Benjamin Bandoff

Personal information
- Born: Benjamin Bindoff 1838 Shoreditch, London, England
- Died: 1899 (aged 60) Brighton, England
- Years active: 1853–1865
- Height: 5 ft 10.5 in (179 cm) (1865)
- Weight: 10 st 12 lb (152 lb; 69 kg) (1865)

Sport
- Country: England
- Sport: Boxing
- Weight class: Super welter

= Benjamin Bandoff =

English boxer (1838-1899)

Benjamin Bindoff (1838–1899), known as Benjamin Bandoff, was a 19th-century English-Jewish bare-knuckle boxer.

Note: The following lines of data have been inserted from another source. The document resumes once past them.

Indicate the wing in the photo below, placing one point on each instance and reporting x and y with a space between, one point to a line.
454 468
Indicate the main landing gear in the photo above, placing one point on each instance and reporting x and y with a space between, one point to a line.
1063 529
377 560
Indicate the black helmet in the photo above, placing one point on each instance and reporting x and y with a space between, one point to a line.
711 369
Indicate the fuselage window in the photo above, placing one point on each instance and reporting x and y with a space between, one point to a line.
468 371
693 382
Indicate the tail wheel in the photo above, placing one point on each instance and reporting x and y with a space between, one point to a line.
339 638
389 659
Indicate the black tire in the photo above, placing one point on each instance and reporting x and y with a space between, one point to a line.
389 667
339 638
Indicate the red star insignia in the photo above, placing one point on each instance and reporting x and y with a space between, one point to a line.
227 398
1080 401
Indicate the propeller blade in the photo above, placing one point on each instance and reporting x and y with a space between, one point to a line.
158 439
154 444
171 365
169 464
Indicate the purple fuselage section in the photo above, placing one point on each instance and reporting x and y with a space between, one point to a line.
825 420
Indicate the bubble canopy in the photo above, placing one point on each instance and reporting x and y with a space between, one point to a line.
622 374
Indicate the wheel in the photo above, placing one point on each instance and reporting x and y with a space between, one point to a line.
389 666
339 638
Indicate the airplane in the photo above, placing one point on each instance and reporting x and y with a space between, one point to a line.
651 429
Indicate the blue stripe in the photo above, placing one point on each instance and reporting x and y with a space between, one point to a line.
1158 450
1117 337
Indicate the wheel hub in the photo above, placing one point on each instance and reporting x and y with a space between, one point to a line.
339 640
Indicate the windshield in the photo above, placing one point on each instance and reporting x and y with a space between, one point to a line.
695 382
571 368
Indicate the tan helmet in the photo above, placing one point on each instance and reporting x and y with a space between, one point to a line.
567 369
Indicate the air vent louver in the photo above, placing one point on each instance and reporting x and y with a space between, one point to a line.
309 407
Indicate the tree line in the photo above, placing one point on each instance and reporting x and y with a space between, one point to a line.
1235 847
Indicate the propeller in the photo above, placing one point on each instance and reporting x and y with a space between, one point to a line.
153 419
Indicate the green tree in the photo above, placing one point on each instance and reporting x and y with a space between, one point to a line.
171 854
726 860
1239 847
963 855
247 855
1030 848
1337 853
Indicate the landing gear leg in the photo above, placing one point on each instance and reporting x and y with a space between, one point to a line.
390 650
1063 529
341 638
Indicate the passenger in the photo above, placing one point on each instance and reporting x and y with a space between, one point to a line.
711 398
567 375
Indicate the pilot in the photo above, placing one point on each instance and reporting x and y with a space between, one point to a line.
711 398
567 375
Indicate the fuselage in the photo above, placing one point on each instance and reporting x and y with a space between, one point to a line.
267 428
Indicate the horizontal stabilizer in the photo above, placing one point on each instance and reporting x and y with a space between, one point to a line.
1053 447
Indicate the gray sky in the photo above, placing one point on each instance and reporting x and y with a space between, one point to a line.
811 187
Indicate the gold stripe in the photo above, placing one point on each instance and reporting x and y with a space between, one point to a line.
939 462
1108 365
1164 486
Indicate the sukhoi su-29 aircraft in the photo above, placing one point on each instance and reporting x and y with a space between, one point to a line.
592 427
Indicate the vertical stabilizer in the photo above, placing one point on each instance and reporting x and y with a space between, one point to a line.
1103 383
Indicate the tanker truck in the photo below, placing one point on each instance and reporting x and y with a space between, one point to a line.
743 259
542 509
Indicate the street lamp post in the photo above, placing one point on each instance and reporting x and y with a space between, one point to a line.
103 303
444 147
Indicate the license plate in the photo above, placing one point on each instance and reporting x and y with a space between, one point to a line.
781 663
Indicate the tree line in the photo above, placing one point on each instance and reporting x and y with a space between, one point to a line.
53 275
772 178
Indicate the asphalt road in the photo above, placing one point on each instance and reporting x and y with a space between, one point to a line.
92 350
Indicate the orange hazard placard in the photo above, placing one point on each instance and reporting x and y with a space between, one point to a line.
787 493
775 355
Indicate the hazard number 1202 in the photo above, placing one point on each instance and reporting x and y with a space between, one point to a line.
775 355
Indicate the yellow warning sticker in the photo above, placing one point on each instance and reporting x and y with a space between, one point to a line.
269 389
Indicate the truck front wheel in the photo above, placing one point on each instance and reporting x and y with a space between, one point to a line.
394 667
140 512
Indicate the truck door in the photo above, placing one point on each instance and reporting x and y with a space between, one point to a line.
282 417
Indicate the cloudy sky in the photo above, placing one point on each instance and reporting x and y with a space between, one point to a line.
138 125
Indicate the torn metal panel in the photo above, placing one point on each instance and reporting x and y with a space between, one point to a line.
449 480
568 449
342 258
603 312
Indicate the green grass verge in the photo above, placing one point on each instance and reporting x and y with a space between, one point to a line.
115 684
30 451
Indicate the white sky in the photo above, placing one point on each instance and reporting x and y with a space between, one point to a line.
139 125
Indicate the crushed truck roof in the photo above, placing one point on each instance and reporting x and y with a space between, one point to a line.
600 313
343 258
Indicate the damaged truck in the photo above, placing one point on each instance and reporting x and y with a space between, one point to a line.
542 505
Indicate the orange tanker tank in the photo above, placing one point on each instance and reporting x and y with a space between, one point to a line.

Bandoff's first match was on 20 September 1853, having been matched against Jerry Duggan for £10 a side. The battle, which continued for 75 rounds, was interrupted by the approach of darkness, and the match was drawn. Bandoff next fought George Sims, and was beaten by him on 8 November 1854 and on 17 May 1858. Four years later, however, Bandoff retrieved his reputation as a fighter when he met and defeated Hopkinson after a battle of 28 rounds (9 April 1862). This victory was followed by another on 8 September 1863, when Bandoff defeated Australian boxer Frederick "Black Billy" Jackson at Home Circuit after 40 rounds. On the same spot he fought 86 rounds with Callaghan; but owing to darkness the match terminated in a draw. Bandoff's last appearance in the prize-ring was at Thames Haven on 14 February 1865, when he was beaten by Jack Smith, the "Brighton Doctor," after a contest of 16 rounds.
He worked as a leather merchant in Brighton, where he died in 1899.

His grandson was historian Stanley Bindoff.